Businesses are beginning to realize that in order to retain and attract customers, they must make digital experiences simple and frictionless. By requiring people to constantly register and create passwords, you are increasing the likelihood that they will switch to competitors who offer a more fluid experience.

While customers want extraordinary online experiences, it is also important to them to be able enjoy these without having to compromise the security of their information.

research shows that 77% of people think they’ll never have full control over their privacy on the internet, but they accept automatically the terms and condition allowing companies to profit from your data.

Transparency is important.

In an ideal scenario, every business would be completely transparent about the way they collect, manage, store and share personal information. Unfortunately, this is not always the case. Many businesses do not fully disclose how they use customer data and take advantage of the gaps in regulation and public awareness.

As consumers become more aware about the value of their data, businesses need to realize that enhanced privacy measures are a competitive advantage.

Data privacy is a priority for any business that wants to gain the trust of consumers over time. If the business fails to take this step, it could lose out to competitors who do.

Improving digital data privacy

Businesses can improve their level of privacy and data security by taking a few key steps. Together, they can reduce the risks of data misuse while increasing customer confidence.

Progressive profiling is a good place to start. This strategy limits the amount of data collected about consumers by collecting smaller amounts incrementally, rather than all at once.

A business can collect customer data as they use their products and services, rather than bombarding them with dozens or questions in a signup form.
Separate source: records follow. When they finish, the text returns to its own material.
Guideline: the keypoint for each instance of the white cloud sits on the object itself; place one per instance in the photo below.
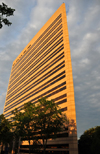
(84, 34)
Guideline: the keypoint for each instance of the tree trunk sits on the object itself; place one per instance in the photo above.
(29, 146)
(19, 143)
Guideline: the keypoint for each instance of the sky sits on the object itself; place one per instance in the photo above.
(83, 18)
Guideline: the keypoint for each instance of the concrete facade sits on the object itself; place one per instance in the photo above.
(44, 68)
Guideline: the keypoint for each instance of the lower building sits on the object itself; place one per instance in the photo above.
(44, 68)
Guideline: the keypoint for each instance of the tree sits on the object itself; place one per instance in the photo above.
(50, 120)
(38, 122)
(89, 142)
(24, 122)
(6, 134)
(5, 11)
This reduces friction while also creating a more engaging customer experience. Each time a customer interacts with a company, they will be able see clearly when their data are being collected and shared.

Limit device monitoring

Businesses must also change their approach to collecting data from digital devices. Smart speakers and TVs are commonplace now, but customers don’t like to be inundated with pop-ups or emails for services or products they casually mentioned during a conversation.
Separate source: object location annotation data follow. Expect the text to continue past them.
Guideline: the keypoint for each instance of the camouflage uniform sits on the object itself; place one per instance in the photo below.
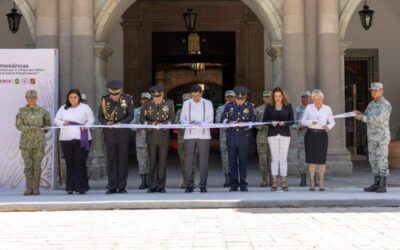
(301, 154)
(376, 116)
(222, 140)
(142, 154)
(32, 142)
(264, 153)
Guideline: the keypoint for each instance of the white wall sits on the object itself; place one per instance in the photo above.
(7, 38)
(384, 35)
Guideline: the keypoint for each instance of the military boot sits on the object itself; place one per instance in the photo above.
(382, 186)
(226, 184)
(143, 184)
(29, 186)
(303, 180)
(374, 186)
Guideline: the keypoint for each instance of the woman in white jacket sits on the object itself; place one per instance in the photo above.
(75, 140)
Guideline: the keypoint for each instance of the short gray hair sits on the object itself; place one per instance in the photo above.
(317, 92)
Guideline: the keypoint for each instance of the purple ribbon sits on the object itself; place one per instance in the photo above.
(84, 137)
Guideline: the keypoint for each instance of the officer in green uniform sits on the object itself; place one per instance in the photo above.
(31, 120)
(377, 116)
(116, 108)
(157, 111)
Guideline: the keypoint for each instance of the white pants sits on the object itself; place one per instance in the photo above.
(279, 146)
In an ideal world, businesses should not send unsolicited digital communication to consumers. If a consumer makes a single purchase with a company that they are unlikely to do business with again, then they shouldn’t receive emails or text messages from the business offering additional deals or discounts.

Customers can have a more satisfying experience by not having to grant permission to cookies when asked. Customers should at least be able click on a “reject” button instead of having to go through a list of preferences.

Data disposal

Businesses should also be aware that it’s important to delete personal data when they are no longer needed, rather than hoarding all the information. Businesses should instead only collect the minimum amount of data necessary and dispose of it in a short time frame.

Customers should be able to easily understand data privacy policies. Instead of being presented with dense pages of text, policies should clearly be spelled out and in a format which is easy to understand.

Effective data privacy is now a reality

Businesses must make an effort to ensure that consumers’ data is protected.

Businesses who take the necessary measures to protect data privacy and improve digital experience are rewarded with an increasing number of customers. They also establish a relationship lasting for both parties that is mutually beneficial. Consider how a digital privacy strategy can benefit your business.